Although many advances in the knowledge of the disease have been reported daily, COVID-19 continues without proven specific treatments. The disease is associated with inflammation and a prothrombotic state, and the use of systemic corticosteroids in patients in need of oxygen therapy is now considered standard in clinical management. Anticoagulants and antiplatelet therapy have shown beneficial effects based on the severity of the disease [3, 4].

In this complicated scenario for the management of hospital resources, the construction of a computational model capable of extracting information from electronic medical records, in order to correlate signs, symptoms and medical prescriptions more easily, could improve resource management and prognosis of these patients and contribute to the solution of this major public health problem.

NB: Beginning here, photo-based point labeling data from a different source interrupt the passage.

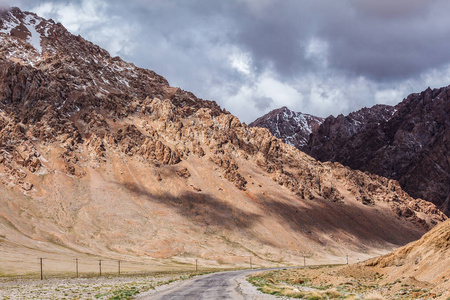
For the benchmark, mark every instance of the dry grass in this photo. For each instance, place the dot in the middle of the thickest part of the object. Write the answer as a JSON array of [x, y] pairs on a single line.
[[340, 282]]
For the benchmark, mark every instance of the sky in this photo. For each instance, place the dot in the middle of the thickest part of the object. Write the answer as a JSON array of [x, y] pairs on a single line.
[[321, 57]]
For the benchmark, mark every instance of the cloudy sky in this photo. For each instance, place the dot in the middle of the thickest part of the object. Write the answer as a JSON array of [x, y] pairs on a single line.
[[315, 56]]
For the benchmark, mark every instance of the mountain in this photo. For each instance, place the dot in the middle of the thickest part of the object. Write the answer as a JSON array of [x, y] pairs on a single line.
[[291, 127], [407, 142], [100, 157], [424, 261]]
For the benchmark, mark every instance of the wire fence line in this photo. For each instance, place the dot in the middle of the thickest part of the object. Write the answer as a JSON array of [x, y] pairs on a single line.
[[46, 267]]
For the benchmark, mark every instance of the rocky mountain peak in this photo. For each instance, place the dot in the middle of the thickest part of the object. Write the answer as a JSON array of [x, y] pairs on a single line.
[[401, 142], [102, 157], [291, 127]]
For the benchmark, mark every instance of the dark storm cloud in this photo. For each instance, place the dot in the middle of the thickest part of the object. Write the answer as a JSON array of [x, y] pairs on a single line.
[[321, 57]]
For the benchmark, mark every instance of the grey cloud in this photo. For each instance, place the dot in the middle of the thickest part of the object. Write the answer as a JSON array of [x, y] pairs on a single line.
[[371, 46]]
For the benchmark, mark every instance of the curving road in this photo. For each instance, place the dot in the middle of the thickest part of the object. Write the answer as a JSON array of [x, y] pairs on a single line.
[[224, 285]]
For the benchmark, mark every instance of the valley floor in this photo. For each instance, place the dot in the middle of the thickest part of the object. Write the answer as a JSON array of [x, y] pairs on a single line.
[[109, 287], [345, 282]]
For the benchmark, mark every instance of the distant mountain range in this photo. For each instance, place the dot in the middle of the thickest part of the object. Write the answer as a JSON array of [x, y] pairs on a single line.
[[98, 156], [409, 142]]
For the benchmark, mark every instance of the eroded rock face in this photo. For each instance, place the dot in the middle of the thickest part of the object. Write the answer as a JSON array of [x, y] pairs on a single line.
[[410, 146], [68, 110], [407, 142], [291, 127]]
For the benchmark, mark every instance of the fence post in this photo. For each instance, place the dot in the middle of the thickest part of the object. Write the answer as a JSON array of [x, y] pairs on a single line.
[[42, 275]]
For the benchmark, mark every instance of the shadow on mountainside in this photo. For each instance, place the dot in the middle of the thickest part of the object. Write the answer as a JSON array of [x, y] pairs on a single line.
[[322, 221], [200, 208]]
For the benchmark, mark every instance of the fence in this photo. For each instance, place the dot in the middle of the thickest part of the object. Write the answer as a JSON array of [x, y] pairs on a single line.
[[45, 267]]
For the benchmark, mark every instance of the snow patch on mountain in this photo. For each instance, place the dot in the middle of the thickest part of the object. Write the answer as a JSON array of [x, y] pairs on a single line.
[[35, 37], [293, 128]]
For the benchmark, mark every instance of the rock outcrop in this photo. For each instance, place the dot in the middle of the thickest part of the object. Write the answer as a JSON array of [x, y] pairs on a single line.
[[291, 127], [407, 143]]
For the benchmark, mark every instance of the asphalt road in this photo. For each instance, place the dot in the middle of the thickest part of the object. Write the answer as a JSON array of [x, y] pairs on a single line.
[[222, 285]]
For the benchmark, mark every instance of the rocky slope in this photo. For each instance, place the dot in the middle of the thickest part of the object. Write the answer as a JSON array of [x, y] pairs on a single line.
[[404, 143], [424, 261], [291, 127], [411, 146], [101, 157]]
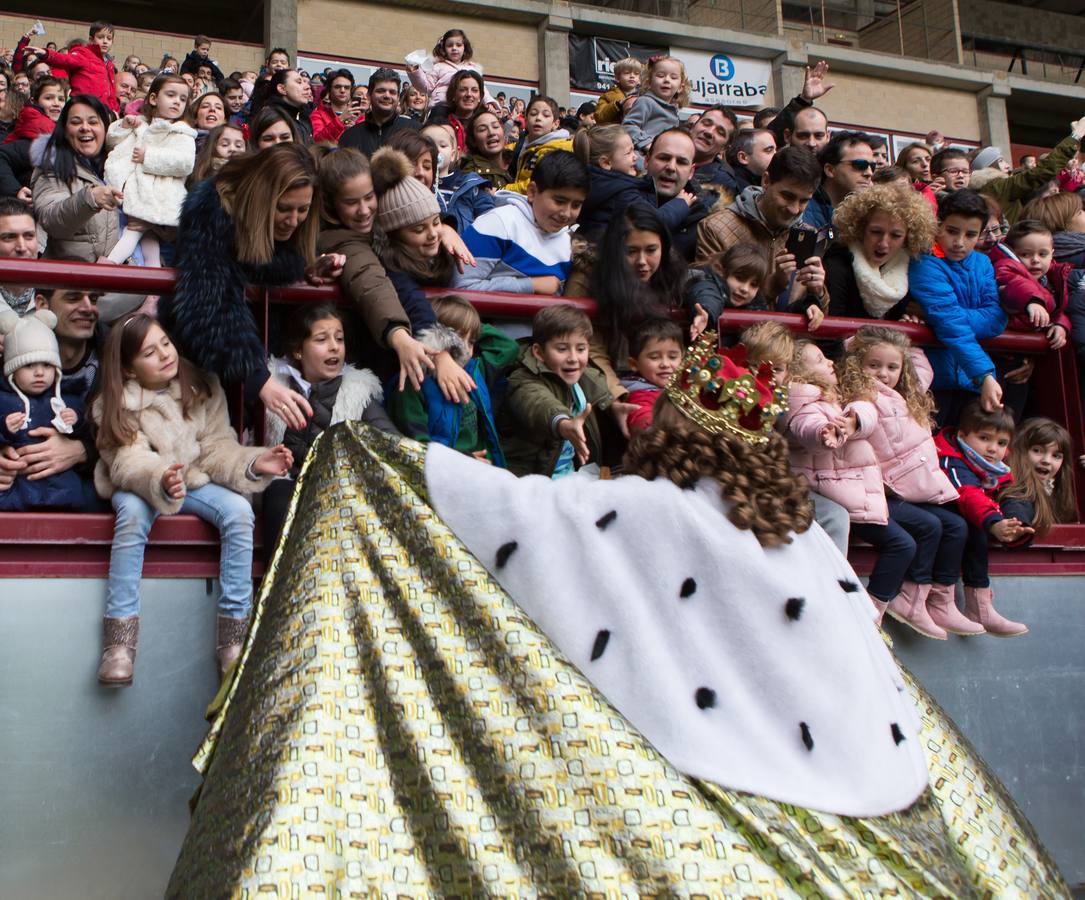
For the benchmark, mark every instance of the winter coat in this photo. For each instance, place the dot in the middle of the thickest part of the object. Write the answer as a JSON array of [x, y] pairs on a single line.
[[425, 415], [30, 123], [154, 189], [204, 443], [463, 197], [905, 448], [534, 151], [88, 72], [510, 249], [1018, 289], [526, 420], [960, 304], [327, 126], [435, 83], [368, 137], [62, 491], [207, 316], [494, 173], [974, 502], [843, 288], [76, 227], [647, 117], [849, 474]]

Models have been used to observe how variables, such as drug prescriptions, are correlated with the outcome [5,6,7,8]. However, finding relationships between drug prescriptions and patient outcomes is still an underexplored issue. The advance of technology in the last years has allowed Artificial Intelligence (AI) to emerge as a useful, viable, and efficient approach to discovery knowledge in huge amounts of data. By using techniques to standardize the data and methods to discover relations between variables, it is possible to discover which type of drug prescriptions are correlated to a patient’s prognosis.

The aim of this study is to investigate the correlation between drug prescriptions and outcome in patients with COVID-19.

Materials and methods

First we extracted data from electronic medical records, especially drug prescriptions, outcome and demographic information. After that, the drug prescriptions were grouped using medical knowledge. Finally, we applied correlation analysis using Logistic Regression with Lasso and Matthews correlation coefficient. The results were summarized using data visualization techniques.

Setting

Hospital das Clínicas (HC) is a public teaching hospital located in São Paulo. It comprises seven buildings with 2200 beds and 22,000 employees. The hospital was designated by the Sao Paulo State government to receive the severe cases of COVID-19. The Central Institute (CI) is an 11-floor building with 6000 healthcare workers designated to receive all the COVID-19 cases referred to the hospital. It included an emergency unit, 300 ICU beds, and 300 beds in regular wards, and was entirely dedicated to COVID-19 care [2].

This is an observational cohort study evaluating COVID-19 patients who were admitted to the Central Institute between March 30 and August 31, 2020.

Participants

Inclusion criteria: patients hospitalized in CI from March through August, 2020 with COVID-19 according to the following definition:

  • At least one of the following symptoms: cough, fever, shortness of breath, sudden onset of anosmia, ageusia or dysgeusia

  • AND one of the following:

    • Radiological evidence showing lesions compatible with COVID-19 (e.g. bilateral, peripheral ground-glass opacities).

    • Positive RT-PCR or antigen test for SARS-CoV-2 in a clinical respiratory specimen.

Database

Drug prescriptions were extracted from patients’ electronic health records (EHR) on a daily basis for the entire length of their hospital stay. Medical records also contained daily medical and nurse evaluations, demographics, vital signs, laboratory tests, written evaluations of radiologic films, and prescriptions.

For each patient, prescriptions were divided into 4 time periods, starting from the date of the onset of symptoms: first week, second week, third week, and \(\ge\) fourth week. The patients for which the date of onset of symptoms was not available were excluded.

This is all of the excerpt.